Со всех концов континента, из Неприсоединившихся государств на юго-западе, Бет-Корбэра на востоке, Наварна и Авондерра на западе, Кандерра и Ярима на севере, из Бетани, центральной провинции Роланда, и, наконец, из Сорболда на юге, Благословенные передавали молитвы верующих, которые благодаря алтарю без труда проникали ему в душу и возносились ввысь. Всякий раз, когда появлялась новая молитва, в его сознании раздавался мелодичный звон, однако Константин не знал, с чем обращаются верующие к Создателю, он воспринимал лишь удивительно чистую и прекрасную симфонию, благодарственную осанну Единому Богу.

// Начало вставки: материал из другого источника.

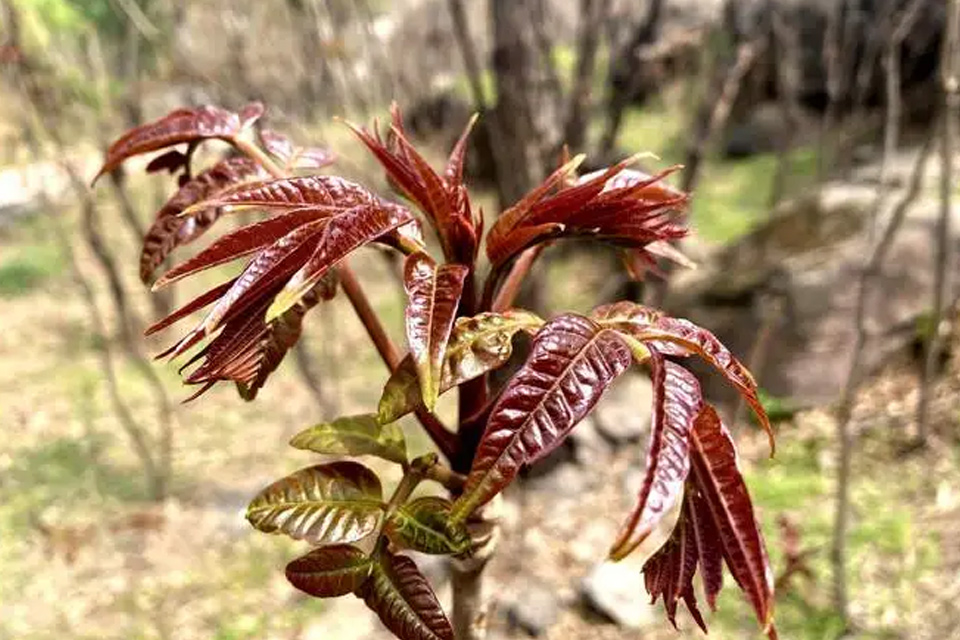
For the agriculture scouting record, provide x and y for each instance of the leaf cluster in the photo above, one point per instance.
(460, 326)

Он никогда не знал, как долго будет продолжаться передача молитв, ибо время растворялось, когда Константин оказывался во власти великих стихий. Но вот наконец стихали последние ноты молитв, и Константин, уловив одну из последних, поддерживал ее собственным обращением к Единому Богу.
Четыре хвалебных гимна смолкли, Благословенные провинции Роланда завершили вечернее обращение к Цепи Молитв, и, когда отзвучала последняя молитва Благословенного Сорболда, Патриарх заговорил.
— Найлэш Моуса, — прошептал он. — Задержись.
Никогда прежде Константин не поступал таким образом, возвращаясь по Цепи Молитв к Благословенному, но положение сложилось отчаянное. Алтарь под его руками завибрировал. Несколько долгих мгновений Константин ждал, а затем услышал удивленный голос:
— Я слышу вас, ваша милость.
Тошнотворное ощущение наполнило Патриарха, гармоничное звучание благодарственных гимнов сменилось резким диссонансом. Константин изо всех сил вцепился в алтарь, чтобы удержаться на ногах.
Ему вдруг показалось, что тяжесть всего мира давит ему на плечи, лишая последних сил. Удивительная легкость, с которой он воспринимал молитвы, исчезла; он не мог пошевельнуть даже пальцем, немыслимое бремя пригибало его к земле.